Following the 2004 mishap, another controversial decision followed in 2007. The government decided to merge Air India (which controlled international operations) and Indian Airlines (which controlled domestic operations).
The anatomy of the merger is a lesson why a merger should not be done only for the sake of it.
Several factors such as inefficient leadership and increased competition had led the government to this merger.
The merger brought together close to 30,000 employees- 214 per plane. This was way above the global standard of 100 per plane. Thus, Air India had to spend close to 20% of its revenue on salary. Workforce integration was also woefully handled. There was no attempt made to standardise hiring processes. Service and promotion conditions remained different and ground handling teams continued to operate separately.
Following the merger, a single ticket reservation system took 4 years to come up. Air India also continued with two aircraft types in its fleet which led to high maintenance and manpower costs.
In contrast, India’s only profitable airline, Indigo, operates with a single aircraft type. (Airbus)
What was the result of the merger then? In 2002-2003 (before the merger), the combined losses for Air India and Indian Airlines were Rs 63 crores. In 2010-11, it rose to nearly Rs. 7000 crores. The situation, as we note later, only became worse.
The Bailout Package
Owing to the financial mess in 2012, the UPA-II government announced a bailout package for Air India. It announced an infusion of Rs 30,000 crores in the airline till 2020.
At present, close to Rs 28,000 crores have already been devoured by Air India. This has managed to keep Air India afloat despite being in tremendous debt compared to other airlines.
The government, however, had envisaged that the airline would show positive earnings from 2017.
The opposite happened.
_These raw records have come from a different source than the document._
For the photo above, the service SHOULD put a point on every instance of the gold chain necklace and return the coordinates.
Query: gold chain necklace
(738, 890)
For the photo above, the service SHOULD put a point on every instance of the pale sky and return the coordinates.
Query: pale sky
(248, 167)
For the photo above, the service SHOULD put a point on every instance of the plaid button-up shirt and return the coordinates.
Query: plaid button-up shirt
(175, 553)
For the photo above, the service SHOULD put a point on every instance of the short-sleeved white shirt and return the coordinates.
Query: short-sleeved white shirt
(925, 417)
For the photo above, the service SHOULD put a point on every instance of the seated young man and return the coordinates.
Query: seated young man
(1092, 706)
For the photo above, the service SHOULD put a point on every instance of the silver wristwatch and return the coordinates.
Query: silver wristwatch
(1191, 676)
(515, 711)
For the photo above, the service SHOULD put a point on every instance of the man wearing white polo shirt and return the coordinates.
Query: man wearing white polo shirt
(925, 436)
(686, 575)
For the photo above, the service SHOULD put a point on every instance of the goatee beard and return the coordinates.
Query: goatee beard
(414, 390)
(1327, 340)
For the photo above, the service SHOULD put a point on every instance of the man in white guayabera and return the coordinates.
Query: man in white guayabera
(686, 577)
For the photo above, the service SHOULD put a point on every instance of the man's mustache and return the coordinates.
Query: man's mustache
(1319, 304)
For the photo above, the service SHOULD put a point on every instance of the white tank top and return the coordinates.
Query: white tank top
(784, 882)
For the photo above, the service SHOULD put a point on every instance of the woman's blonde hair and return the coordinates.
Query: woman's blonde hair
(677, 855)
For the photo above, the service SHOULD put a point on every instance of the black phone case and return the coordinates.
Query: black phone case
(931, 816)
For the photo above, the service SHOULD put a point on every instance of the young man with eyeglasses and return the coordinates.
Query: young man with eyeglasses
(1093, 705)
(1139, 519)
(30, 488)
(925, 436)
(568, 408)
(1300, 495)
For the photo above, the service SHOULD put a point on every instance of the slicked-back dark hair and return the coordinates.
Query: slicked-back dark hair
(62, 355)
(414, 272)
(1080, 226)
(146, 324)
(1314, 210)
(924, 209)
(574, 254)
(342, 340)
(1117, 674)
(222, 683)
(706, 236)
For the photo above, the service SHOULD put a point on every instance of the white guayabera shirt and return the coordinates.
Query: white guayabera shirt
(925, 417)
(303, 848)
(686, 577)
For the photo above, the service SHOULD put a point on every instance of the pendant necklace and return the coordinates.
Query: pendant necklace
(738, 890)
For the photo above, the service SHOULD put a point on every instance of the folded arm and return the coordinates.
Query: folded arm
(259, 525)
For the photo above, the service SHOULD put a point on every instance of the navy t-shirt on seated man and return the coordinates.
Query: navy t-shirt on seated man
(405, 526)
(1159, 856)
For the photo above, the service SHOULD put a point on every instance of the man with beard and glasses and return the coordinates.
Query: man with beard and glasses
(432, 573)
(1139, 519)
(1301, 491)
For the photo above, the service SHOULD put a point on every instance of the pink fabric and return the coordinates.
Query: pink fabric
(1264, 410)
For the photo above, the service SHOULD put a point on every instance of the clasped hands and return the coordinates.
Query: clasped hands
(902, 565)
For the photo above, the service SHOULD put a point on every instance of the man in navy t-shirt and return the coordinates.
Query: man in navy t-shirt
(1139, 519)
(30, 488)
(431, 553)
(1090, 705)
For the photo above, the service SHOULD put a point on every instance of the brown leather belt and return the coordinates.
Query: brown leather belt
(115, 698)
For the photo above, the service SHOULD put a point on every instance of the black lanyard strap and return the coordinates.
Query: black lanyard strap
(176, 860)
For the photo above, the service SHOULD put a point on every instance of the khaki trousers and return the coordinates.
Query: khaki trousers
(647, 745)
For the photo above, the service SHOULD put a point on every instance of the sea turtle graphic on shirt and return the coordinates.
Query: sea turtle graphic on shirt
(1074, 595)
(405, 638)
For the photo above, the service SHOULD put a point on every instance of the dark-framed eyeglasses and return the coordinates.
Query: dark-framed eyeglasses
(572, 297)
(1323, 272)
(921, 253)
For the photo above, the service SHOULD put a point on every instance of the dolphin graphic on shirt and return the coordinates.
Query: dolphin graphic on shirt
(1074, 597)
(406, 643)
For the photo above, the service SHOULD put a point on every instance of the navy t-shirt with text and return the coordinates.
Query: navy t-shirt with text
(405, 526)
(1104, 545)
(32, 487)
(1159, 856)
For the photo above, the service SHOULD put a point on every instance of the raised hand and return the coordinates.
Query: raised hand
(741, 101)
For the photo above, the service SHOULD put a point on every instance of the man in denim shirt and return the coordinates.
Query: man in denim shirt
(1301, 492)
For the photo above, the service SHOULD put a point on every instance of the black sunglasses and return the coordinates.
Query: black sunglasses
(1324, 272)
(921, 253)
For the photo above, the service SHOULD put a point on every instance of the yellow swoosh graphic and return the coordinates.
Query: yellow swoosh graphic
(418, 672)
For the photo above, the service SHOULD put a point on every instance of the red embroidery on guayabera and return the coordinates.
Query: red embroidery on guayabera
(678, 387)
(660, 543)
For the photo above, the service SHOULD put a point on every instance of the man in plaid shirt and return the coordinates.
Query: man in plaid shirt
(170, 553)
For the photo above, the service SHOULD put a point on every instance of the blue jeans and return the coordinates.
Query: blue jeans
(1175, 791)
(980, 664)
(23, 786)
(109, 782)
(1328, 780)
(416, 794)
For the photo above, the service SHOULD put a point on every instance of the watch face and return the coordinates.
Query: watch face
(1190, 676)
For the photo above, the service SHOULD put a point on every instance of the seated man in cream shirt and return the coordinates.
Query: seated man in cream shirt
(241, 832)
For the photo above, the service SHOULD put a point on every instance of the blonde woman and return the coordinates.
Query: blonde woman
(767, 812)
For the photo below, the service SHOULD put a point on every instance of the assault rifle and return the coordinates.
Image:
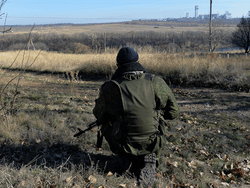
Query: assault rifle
(91, 126)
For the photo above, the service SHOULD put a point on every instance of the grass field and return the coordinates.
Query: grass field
(162, 27)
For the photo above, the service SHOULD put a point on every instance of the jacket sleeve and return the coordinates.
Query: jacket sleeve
(165, 99)
(99, 109)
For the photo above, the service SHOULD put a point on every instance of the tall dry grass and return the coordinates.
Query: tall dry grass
(181, 69)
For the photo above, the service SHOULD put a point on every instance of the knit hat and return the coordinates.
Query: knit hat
(126, 55)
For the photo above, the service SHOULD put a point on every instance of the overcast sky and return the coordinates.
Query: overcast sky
(23, 12)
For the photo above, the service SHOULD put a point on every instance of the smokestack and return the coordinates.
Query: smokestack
(196, 11)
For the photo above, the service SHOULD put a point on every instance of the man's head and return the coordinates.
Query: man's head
(126, 55)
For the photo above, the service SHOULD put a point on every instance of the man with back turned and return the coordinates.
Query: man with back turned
(133, 103)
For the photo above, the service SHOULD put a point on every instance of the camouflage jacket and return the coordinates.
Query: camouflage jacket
(109, 105)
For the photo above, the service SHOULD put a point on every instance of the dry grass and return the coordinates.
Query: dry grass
(117, 28)
(181, 69)
(38, 149)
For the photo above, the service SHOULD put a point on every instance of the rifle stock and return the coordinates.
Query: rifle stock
(90, 126)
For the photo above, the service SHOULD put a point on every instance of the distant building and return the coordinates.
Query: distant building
(196, 11)
(207, 16)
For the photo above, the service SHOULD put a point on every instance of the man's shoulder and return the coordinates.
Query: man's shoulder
(158, 80)
(108, 85)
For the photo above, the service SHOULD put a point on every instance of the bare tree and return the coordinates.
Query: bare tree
(2, 2)
(241, 37)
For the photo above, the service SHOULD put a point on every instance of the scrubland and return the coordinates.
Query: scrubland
(46, 96)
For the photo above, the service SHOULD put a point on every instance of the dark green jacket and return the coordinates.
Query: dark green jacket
(110, 107)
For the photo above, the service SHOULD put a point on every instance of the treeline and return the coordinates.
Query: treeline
(91, 43)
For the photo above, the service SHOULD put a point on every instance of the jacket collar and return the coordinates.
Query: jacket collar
(129, 68)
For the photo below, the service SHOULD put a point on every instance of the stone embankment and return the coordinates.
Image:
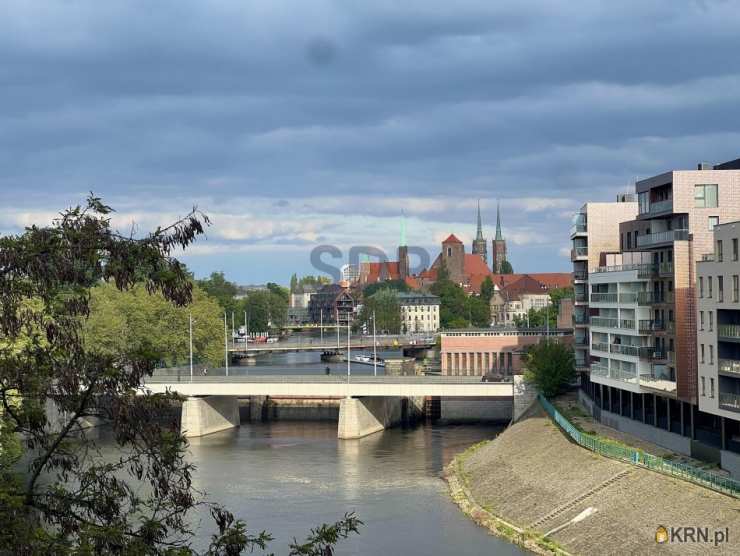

Air India was unable to service its annual interest payment of about Rs 4500 crores in this period and sunk deeper into debt.
At present, its debt stands at a staggering Rs 58000 crores, most of which have been given by public sector banks, further adding to the taxpayers’ burden.
What has the Government planned?
The government has reiterated the fact that Air India has not made a profit even once since its merger in 2007.
A previous attempt to divest 76% of its stake in Air India had failed in 2018 because the government would have retained a major influence on decision making (with 24 % of the stake.)
The present attempt aims at divesting 100% of its stake in Air India.
This is because in a competitive airline market, infusing more of taxpayers’ funds into the company will not be the best use of the country’s scarce resources.
In order to lure buyers, the government may exclude more than 50% of its debt, specifically the ones which are not backed by assets. At the same time, the government has assured a favourable deal for all the employees who will be affected in the downsizing process.
Thus, there is a strong economic case for Air India privatisation.
Moreover, the sale of Air India is a major opportunity for the government to finance its exchequer and put the country on a road to economic recovery.